Umm, not exactly. There are two separate questions here. (1) How does the pitch change with increasing speed of sound in the gas? (2) Why is the speed of sound in helium faster than in air?
(1) The sound travels by compression waves (molecules bunching up and getting farther apart), not by the movement of the gas. The vocal cords actually vibrate at the same rate, air or helium, but the sound waves produced by resonance in the throat/neck/mouth are shorter wavelength (thus higher frequency) in a higher sound-speed gas. The helium molecules are smaller and lighter so are easier to move around more quickly. If you made the throat smaller, you'd get a higher pitch too. Thus, women and children tend to have higher pitched voices.
(2) The sound speed is inversely proportional to the compressibility of the gas, and to its density. A "spongy" gas (highly compressible) will have a lower sound speed; the compression waves are more sluggish. A denser gas will have a lower sound speed; the molecules are harder to move around thus compression waves move around more sluggishly.

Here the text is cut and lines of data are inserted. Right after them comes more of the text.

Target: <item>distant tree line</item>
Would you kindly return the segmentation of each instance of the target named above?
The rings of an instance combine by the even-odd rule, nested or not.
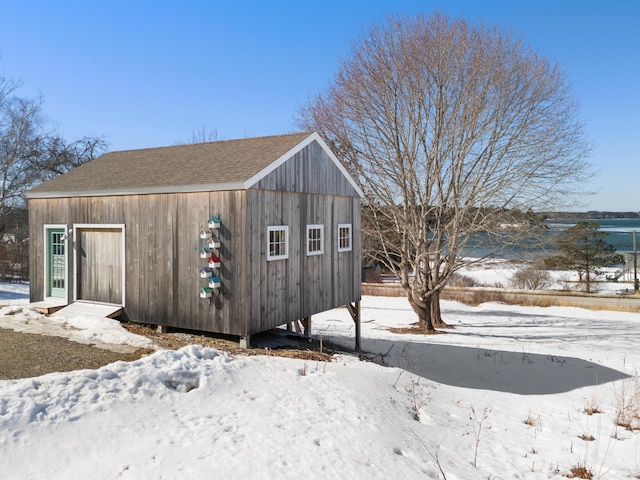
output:
[[[63,138],[43,112],[42,97],[20,96],[21,83],[0,73],[0,276],[26,275],[30,188],[107,150],[101,137]]]
[[[545,212],[544,215],[555,220],[640,219],[640,212],[605,212],[600,210],[590,210],[588,212]]]

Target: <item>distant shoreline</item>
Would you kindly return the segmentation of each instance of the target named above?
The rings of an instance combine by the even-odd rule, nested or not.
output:
[[[617,220],[640,219],[640,212],[606,212],[589,210],[588,212],[543,212],[547,220]]]

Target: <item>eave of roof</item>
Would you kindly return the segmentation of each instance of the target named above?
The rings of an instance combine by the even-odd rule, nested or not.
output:
[[[358,185],[320,135],[309,132],[111,152],[35,187],[26,196],[96,197],[249,189],[314,141],[362,197]],[[176,166],[178,162],[181,163]],[[137,168],[132,169],[131,165]],[[198,169],[204,170],[202,175]],[[222,180],[210,181],[214,177]]]

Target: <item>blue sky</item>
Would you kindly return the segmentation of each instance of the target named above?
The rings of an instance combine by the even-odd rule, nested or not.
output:
[[[0,71],[62,135],[112,150],[287,133],[363,28],[439,10],[510,27],[563,65],[599,172],[581,210],[640,211],[640,1],[0,0]]]

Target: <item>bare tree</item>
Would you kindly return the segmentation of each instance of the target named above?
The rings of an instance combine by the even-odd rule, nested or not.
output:
[[[558,65],[508,32],[434,14],[364,31],[298,123],[359,182],[363,237],[433,330],[473,239],[522,233],[513,212],[578,192],[590,146],[577,114]]]
[[[0,74],[0,232],[32,186],[85,163],[106,150],[101,138],[67,142],[42,112],[43,100],[16,95],[20,83]]]

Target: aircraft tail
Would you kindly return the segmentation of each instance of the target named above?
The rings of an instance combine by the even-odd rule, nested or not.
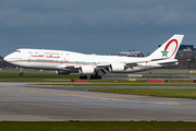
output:
[[[150,56],[150,59],[174,59],[184,35],[173,35]]]

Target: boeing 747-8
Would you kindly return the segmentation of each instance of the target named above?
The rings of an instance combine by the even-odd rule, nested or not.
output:
[[[4,57],[21,68],[57,70],[58,74],[79,73],[79,79],[101,79],[109,73],[131,73],[161,67],[176,66],[175,55],[184,35],[174,35],[150,56],[144,58],[84,55],[47,49],[17,49]],[[148,46],[145,44],[145,46]],[[23,72],[20,73],[24,75]]]

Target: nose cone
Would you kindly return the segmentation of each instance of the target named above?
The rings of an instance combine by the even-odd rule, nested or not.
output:
[[[10,61],[11,61],[10,55],[5,56],[5,57],[3,58],[3,60],[7,61],[7,62],[10,62]]]

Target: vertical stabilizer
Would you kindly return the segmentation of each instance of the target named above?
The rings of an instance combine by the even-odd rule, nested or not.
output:
[[[149,58],[150,59],[174,59],[182,43],[184,35],[173,35],[162,46],[155,50]]]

On balance, air and helium are similar in compressibiity, but are greatly different in density, so the less dense helium has a higher sound speed than air, by a factor of about 2.9.

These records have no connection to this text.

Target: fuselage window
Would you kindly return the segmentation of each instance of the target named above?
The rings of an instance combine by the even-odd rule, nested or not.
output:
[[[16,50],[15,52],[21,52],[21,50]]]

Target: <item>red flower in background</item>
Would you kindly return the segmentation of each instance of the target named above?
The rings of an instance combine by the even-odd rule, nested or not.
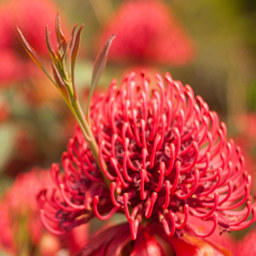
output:
[[[1,202],[0,225],[4,231],[0,235],[0,249],[11,255],[22,251],[32,255],[37,250],[41,256],[52,256],[62,248],[75,252],[82,245],[80,239],[87,238],[84,226],[74,229],[68,237],[56,237],[44,228],[37,202],[37,195],[43,188],[53,188],[48,171],[34,168],[18,175]]]
[[[157,86],[151,89],[144,74],[139,84],[134,77],[126,75],[120,88],[113,80],[108,93],[90,105],[110,191],[77,129],[63,155],[64,173],[59,165],[51,166],[56,190],[51,197],[45,192],[39,196],[45,226],[64,234],[93,217],[105,220],[122,212],[136,239],[145,222],[156,223],[169,237],[186,231],[205,238],[218,226],[222,232],[251,225],[256,218],[251,179],[217,113],[168,74],[166,86],[156,74]],[[191,216],[212,226],[200,232]]]
[[[234,256],[254,256],[256,255],[256,231],[251,230],[245,236],[238,241]]]
[[[125,1],[103,28],[100,44],[115,33],[109,60],[169,65],[190,62],[195,48],[169,7],[156,0]]]
[[[0,83],[5,84],[38,72],[19,43],[16,26],[22,29],[35,50],[48,56],[45,25],[52,30],[57,8],[49,0],[11,0],[0,6]]]

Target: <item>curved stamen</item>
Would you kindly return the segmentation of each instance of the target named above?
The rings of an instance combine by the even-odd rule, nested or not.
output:
[[[109,219],[119,209],[119,207],[114,206],[107,215],[103,216],[98,212],[98,208],[97,208],[97,204],[98,204],[98,202],[99,202],[99,196],[98,195],[95,195],[94,198],[94,212],[95,216],[97,218],[100,219],[101,221],[106,221],[107,219]]]

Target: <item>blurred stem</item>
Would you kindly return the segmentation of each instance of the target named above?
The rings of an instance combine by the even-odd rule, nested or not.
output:
[[[89,0],[96,18],[102,27],[113,12],[111,0]]]

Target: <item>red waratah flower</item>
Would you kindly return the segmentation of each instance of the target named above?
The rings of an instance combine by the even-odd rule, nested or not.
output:
[[[190,37],[160,1],[123,2],[103,28],[100,45],[113,33],[110,61],[182,65],[195,55]]]
[[[27,77],[38,70],[28,61],[25,51],[17,43],[16,26],[32,41],[41,56],[48,56],[45,45],[45,25],[54,28],[54,15],[57,11],[55,4],[49,0],[11,0],[0,6],[0,82]]]
[[[62,157],[64,172],[51,166],[56,189],[39,196],[45,226],[63,234],[93,217],[122,212],[136,239],[140,223],[153,222],[169,237],[186,231],[199,238],[218,227],[223,232],[251,225],[256,218],[251,176],[217,113],[169,74],[165,82],[156,74],[156,86],[144,73],[140,83],[135,76],[126,75],[120,88],[114,79],[90,104],[104,179],[77,129]],[[212,226],[200,232],[191,216]]]
[[[231,256],[225,248],[184,234],[182,238],[169,237],[154,224],[140,225],[133,241],[127,223],[110,227],[97,232],[76,256]]]
[[[256,231],[251,230],[246,235],[238,241],[234,256],[254,256],[256,255]]]

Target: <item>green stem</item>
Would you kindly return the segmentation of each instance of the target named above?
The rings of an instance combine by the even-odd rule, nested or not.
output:
[[[74,100],[71,100],[71,105],[69,106],[71,110],[72,111],[74,117],[76,118],[80,127],[81,128],[82,133],[84,136],[84,138],[87,141],[90,149],[92,151],[92,153],[95,158],[97,165],[100,168],[100,172],[103,177],[105,183],[108,189],[110,188],[110,180],[107,179],[105,176],[103,169],[101,168],[99,159],[99,148],[97,143],[95,140],[94,136],[90,130],[88,122],[85,120],[83,110],[80,107],[79,101],[77,99],[74,99]],[[107,165],[103,162],[104,168],[107,169]]]

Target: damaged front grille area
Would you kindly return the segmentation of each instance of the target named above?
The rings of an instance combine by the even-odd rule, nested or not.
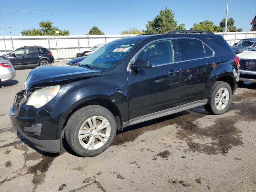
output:
[[[26,100],[25,93],[25,90],[22,90],[16,94],[13,106],[13,112],[14,114],[18,114],[20,106]]]

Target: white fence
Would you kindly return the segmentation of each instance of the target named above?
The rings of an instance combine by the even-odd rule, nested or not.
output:
[[[42,46],[48,49],[56,60],[76,57],[80,49],[98,44],[106,44],[114,40],[136,35],[69,35],[57,36],[0,36],[0,55],[23,46]],[[5,46],[4,45],[5,42]],[[56,44],[57,43],[57,44]],[[57,47],[58,46],[58,53]]]
[[[241,39],[256,38],[256,32],[252,32],[216,33],[223,36],[230,45]],[[76,57],[76,53],[82,48],[92,47],[98,44],[106,44],[116,39],[136,36],[137,35],[69,35],[57,36],[5,36],[5,46],[3,36],[0,36],[0,55],[19,47],[42,46],[52,52],[56,59],[67,60]],[[57,44],[56,43],[57,42]],[[5,48],[6,46],[6,49]]]

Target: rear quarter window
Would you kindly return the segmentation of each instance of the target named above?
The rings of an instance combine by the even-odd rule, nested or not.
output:
[[[49,52],[49,51],[48,51],[48,50],[47,50],[47,49],[41,49],[41,50],[42,50],[42,53],[46,53]]]
[[[208,39],[215,45],[218,46],[218,48],[221,49],[222,50],[224,50],[229,53],[234,53],[234,51],[232,50],[231,47],[230,46],[223,38],[212,38]],[[216,52],[216,50],[214,50],[214,51]],[[219,52],[219,54],[220,53],[220,51],[218,52]],[[220,54],[223,55],[224,54]]]

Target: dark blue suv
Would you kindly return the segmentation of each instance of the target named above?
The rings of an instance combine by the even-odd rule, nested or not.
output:
[[[37,66],[54,63],[52,52],[43,47],[21,47],[11,52],[0,56],[1,59],[8,59],[14,68]]]
[[[116,40],[79,66],[32,70],[10,111],[12,124],[43,151],[65,137],[83,156],[97,155],[117,130],[204,106],[225,113],[239,80],[239,58],[222,36],[172,31]]]

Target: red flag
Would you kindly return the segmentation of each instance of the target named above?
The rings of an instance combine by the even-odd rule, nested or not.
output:
[[[251,25],[253,25],[254,23],[256,23],[256,16],[253,18],[251,23]]]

By the way, the difference in the speed of sound in N2, O2 is the basis for a gas analyzer that someone built. If you know the combined speed of sound in the mixture, you can calculate the fraction of each gas. You can make this even more complicated by adding in a third gas, like He, and measuring one of the gases, like O2. Then you can calculate how much N2 and He are there by knowing the combined sound speed of the whole mixture. You get the sound speed by measuring the pitch of the sound produced by resonating in a chamber of known dimensions.